Caso o PL 1.904/2024 não seja arquivado na Câmara dos Deputados, esse cenário irá se agravar ainda mais, visto que o país vive uma epidemia de abuso sexual de crianças e adolescentes. Em 2022, o Brasil registrou cerca de 75 mil casos de estupro —o maior número da série histórica, segundo dados do Fórum Brasileiro de Segurança Pública. Seis em cada dez vítimas eram crianças de até 13 anos, 57% eram negras e 68% dos estupros ocorreram na residência das vítimas.

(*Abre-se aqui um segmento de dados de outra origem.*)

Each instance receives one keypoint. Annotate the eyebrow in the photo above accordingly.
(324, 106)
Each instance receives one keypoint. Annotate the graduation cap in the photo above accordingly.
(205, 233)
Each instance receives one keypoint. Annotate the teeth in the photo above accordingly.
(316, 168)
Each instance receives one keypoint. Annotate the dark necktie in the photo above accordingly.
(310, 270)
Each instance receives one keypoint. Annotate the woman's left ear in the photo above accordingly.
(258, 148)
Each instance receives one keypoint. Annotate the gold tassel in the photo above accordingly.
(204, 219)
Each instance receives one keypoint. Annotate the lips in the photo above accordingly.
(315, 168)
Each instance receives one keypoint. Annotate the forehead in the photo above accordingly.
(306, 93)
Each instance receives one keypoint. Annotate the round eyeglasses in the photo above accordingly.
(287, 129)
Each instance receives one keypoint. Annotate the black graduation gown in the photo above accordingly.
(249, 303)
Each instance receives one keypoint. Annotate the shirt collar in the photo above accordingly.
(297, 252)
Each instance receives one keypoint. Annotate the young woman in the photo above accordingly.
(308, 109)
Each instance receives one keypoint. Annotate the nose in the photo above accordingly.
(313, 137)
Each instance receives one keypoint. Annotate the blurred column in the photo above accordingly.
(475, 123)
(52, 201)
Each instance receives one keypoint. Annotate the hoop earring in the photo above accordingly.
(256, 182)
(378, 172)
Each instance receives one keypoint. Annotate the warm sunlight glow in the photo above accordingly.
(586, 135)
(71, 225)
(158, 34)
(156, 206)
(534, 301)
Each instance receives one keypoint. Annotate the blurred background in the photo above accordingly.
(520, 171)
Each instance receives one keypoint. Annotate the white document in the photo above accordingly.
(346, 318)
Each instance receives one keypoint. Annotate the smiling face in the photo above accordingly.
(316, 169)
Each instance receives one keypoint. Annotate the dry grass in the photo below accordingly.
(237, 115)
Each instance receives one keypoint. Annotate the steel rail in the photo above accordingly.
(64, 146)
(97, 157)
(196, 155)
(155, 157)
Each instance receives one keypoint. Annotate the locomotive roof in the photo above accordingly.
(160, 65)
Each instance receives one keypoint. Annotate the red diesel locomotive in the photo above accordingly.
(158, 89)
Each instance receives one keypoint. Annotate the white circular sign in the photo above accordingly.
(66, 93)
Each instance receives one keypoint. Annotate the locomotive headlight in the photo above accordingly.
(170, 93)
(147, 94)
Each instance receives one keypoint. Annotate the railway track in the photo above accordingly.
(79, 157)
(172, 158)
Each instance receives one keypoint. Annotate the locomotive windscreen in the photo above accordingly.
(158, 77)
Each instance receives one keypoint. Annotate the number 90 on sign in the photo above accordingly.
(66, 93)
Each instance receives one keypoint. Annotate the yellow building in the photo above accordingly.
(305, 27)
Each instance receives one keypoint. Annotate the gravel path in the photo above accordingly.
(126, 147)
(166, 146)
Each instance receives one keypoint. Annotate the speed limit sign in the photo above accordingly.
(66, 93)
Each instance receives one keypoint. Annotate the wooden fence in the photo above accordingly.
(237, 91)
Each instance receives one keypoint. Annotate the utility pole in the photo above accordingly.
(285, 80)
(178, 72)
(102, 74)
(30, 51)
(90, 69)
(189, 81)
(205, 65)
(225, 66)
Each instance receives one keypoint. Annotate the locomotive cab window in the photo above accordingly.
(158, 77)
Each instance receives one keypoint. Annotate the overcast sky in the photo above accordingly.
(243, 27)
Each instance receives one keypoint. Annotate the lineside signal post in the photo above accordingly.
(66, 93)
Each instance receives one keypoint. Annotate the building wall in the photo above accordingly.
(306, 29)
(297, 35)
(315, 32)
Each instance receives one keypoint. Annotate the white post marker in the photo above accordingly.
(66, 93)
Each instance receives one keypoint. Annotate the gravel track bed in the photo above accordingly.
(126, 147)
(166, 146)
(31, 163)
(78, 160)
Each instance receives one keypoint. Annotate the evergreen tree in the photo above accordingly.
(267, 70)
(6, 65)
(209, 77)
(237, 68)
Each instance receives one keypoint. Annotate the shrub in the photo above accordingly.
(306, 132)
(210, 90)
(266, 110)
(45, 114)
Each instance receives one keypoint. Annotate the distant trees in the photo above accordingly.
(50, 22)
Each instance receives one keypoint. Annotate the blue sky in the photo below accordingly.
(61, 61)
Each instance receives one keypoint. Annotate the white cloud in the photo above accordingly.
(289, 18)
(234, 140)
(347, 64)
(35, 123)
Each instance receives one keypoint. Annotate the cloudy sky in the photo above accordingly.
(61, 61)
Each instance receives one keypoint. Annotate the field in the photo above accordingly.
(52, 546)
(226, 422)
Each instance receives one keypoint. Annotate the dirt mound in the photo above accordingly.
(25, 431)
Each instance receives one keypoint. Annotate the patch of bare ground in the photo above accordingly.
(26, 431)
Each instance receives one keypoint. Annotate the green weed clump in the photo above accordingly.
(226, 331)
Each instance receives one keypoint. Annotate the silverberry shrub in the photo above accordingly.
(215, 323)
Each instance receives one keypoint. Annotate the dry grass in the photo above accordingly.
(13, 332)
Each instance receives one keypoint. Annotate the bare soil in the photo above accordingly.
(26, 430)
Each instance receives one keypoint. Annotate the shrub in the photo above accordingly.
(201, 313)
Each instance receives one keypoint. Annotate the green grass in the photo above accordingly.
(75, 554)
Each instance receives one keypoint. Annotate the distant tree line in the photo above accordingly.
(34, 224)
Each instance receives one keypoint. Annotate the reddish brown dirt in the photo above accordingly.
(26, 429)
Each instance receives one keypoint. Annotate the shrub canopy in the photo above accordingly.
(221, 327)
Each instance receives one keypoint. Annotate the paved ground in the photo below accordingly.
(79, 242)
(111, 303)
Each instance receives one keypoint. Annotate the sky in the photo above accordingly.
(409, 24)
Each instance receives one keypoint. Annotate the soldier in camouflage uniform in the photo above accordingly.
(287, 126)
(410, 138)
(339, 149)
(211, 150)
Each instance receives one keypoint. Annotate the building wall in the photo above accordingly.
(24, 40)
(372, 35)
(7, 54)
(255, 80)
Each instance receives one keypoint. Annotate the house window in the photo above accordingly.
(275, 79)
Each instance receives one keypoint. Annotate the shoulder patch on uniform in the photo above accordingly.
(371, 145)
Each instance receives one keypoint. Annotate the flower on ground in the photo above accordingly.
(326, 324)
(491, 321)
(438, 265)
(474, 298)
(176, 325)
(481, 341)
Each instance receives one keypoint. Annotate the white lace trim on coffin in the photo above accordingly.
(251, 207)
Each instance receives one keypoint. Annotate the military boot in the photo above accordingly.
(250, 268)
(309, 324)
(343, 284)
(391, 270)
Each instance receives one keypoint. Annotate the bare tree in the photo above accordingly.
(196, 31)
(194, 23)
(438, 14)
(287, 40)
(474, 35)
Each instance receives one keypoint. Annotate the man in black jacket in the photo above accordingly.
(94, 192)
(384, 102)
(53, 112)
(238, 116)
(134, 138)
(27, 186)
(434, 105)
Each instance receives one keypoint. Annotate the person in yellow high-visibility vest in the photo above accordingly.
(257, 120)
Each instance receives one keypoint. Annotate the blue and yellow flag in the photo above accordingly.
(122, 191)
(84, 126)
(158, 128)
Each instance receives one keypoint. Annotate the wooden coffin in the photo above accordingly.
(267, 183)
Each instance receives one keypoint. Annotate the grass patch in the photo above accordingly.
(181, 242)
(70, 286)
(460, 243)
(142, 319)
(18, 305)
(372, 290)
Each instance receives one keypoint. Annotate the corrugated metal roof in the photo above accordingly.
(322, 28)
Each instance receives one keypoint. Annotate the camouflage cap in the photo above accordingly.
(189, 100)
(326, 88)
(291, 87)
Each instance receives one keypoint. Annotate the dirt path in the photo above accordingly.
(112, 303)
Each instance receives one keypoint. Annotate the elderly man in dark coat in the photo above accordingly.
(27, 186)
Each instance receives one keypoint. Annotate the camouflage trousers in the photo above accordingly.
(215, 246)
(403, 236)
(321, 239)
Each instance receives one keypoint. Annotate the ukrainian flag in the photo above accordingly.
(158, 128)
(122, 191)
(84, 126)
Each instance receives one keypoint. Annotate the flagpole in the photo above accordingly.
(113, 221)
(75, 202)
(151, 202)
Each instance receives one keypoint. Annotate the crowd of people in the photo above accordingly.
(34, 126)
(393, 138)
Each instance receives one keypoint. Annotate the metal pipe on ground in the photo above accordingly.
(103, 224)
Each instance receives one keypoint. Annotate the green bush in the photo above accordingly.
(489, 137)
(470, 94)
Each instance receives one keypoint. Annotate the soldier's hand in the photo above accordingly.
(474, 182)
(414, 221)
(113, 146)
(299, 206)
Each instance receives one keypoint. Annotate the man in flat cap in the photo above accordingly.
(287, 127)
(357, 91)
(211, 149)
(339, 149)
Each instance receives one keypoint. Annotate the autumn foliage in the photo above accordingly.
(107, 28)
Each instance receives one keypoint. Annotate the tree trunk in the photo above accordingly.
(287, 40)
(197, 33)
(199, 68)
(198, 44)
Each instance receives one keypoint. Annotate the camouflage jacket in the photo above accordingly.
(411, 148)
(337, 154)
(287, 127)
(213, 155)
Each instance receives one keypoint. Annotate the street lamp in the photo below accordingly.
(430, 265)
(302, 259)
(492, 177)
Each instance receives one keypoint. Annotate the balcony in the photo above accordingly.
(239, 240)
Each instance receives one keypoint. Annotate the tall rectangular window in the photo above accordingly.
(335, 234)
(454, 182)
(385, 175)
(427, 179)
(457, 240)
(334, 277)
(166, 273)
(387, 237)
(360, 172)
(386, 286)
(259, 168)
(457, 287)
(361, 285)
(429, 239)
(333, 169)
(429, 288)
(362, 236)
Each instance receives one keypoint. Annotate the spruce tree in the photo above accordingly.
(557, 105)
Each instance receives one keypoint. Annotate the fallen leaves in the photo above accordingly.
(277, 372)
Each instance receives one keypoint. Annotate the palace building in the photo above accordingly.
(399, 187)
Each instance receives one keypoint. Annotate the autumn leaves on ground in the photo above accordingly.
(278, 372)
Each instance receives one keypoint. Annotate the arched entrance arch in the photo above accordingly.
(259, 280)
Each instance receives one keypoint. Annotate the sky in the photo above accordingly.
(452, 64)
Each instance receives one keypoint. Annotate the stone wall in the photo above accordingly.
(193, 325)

Sem receberem orientação adequada sobre o próprio corpo e sobre a diferença entre afeto e abuso, essas meninas se tornam alvos frágeis para os abusadores —na maioria das vezes, seu próprio pai, avô ou tio que, de forma contínua e reiterada, pratica a violência dentro de sua própria casa. Um cenário que dificulta ainda mais romper o ciclo de violência e as ameaças que visam impedir a denúncia do agressor e o acesso ao aborto legal no país.
As consequências são devastadoras. No Brasil, temos taxas elevadas de gravidez infantil, de acordo com dados do DataSUS. Em 2022, foram mais de 14 mil gestações entre meninas de até 14 anos —uma média estarrecedora de 38 meninas tornando-se mães a cada dia no país.
O Brasil delega a maternidade forçada a essas meninas vítimas de estupro, prejudicando não apenas o futuro social e econômico delas, como também a saúde física e psicológica. E perpetua, dessa maneira, ciclos de pobreza e vulnerabilidade, como o abandono escolar, com impactos profundos na vida de mães solo, principalmente de meninas e adolescentes negras.
O PL 1904/2024 é, portanto, um retrocesso que pode colocar o Brasil entre os países mais violadores dos direitos de meninas e mulheres. Essa investida inconstitucional não será pactuada pelo Ministério das Mulheres e pelo governo federal, que vem trabalhando na revisão de normas e portarias relacionadas à saúde reprodutiva para adequação à legislação vigente, com ações de prevenção à gravidez e à violência sexual, a partir da promoção dos direitos humanos e de diretrizes científicas.